Note: dropoff_datetime and store_and_fwd_flag are not available before the trip starts and therefore excluded from model features.

id
Unique identifier for each trip
vendor_id
Code indicating the provider associated with the trip
pickup_datetime
Date and time when the meter was engaged
dropoff_datetime
Date and time when meter was disengaged
passenger_count
Number of passengers (driver entered)
pickup_longitude
Longitude where the meter was engaged
pickup_latitude
Latitude where the meter was engaged
dropoff_longitude
Longitude where the meter was disengaged
dropoff_latitude
Latitude where the meter was disengaged
store_and_fwd_flag
Whether trip was stored in memory before sending (Y/N)
trip_duration ★ target
Duration of the trip in seconds
View Notebook — NYC Taxi EDA
// 02 — key findings

Conclusions

  • Majority of rides follow a near log-normal distribution with a peak around exp(6.5) — roughly 17 minutes.
  • Several suspiciously short rides exist with less than 10 seconds duration.

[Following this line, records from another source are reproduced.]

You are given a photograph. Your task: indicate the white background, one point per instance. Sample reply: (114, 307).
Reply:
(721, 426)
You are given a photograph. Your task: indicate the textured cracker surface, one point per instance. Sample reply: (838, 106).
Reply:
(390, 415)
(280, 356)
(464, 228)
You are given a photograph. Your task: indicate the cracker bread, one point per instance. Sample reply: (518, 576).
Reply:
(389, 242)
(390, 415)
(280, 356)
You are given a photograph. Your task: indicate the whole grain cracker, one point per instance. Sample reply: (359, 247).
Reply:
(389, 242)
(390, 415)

  • A few huge outliers near log-duration of 12.
  • Most trips involve only 1 passenger; trips with 7–9 passengers are very rare.

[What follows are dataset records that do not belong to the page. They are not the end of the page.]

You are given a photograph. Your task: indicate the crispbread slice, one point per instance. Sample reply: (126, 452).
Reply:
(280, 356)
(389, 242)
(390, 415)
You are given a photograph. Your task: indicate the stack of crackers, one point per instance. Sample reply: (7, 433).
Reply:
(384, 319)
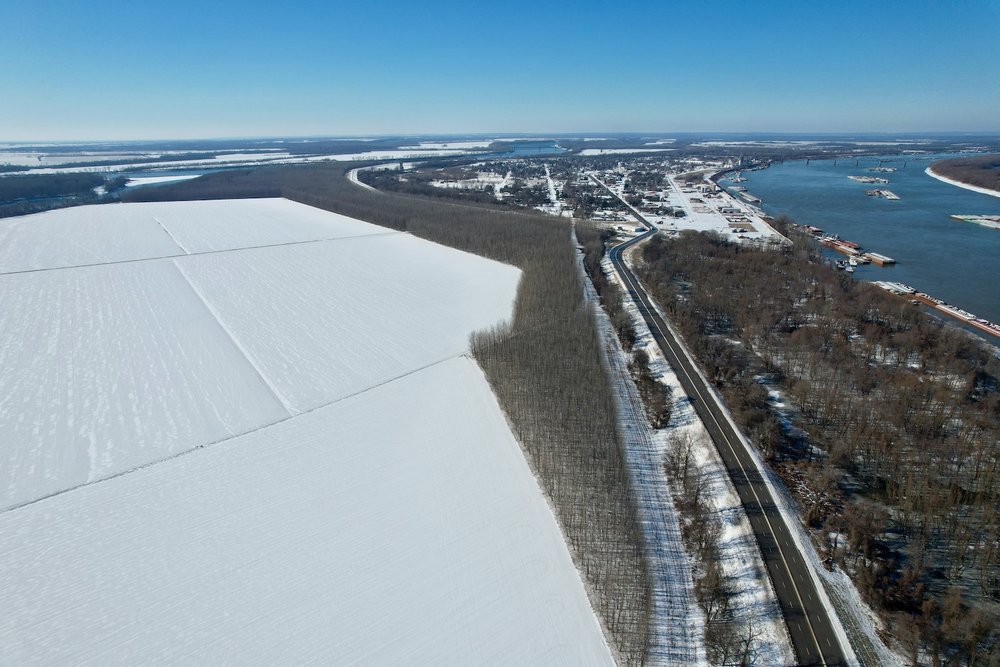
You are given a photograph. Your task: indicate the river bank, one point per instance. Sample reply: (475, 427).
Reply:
(952, 260)
(975, 188)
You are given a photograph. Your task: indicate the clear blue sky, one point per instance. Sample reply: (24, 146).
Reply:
(176, 69)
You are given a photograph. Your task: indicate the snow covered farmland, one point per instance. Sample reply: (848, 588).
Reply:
(249, 431)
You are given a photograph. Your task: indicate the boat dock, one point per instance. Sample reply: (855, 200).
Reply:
(852, 249)
(883, 194)
(880, 259)
(991, 221)
(963, 316)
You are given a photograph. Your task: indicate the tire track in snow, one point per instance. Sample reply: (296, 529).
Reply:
(195, 254)
(11, 508)
(236, 342)
(676, 623)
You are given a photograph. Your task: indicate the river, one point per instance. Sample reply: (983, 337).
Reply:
(958, 262)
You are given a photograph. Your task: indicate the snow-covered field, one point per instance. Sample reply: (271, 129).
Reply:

  • Vendor 2 has more trips than Vendor 1.
  • Weekend pickups are much lower than weekdays, with a peak on Thursday.
  • Pickup volume is highest in late evenings, lower during morning peak hours.
  • Most trips are concentrated in a few significant geographic clusters, visible in lat/long histograms.
  • Trip durations are shorter during late night and early morning — correlating with lower traffic density.
  • Pickup count and trip duration show a positive correlation by hour.
  • Median trip duration does not vary significantly by vendor.
  • Passenger count 1, 2, and 3 have similar duration distributions. Higher counts have fewer outliers.
  • From the correlation heatmap, latitude and longitude features show higher correlation with trip duration than other features.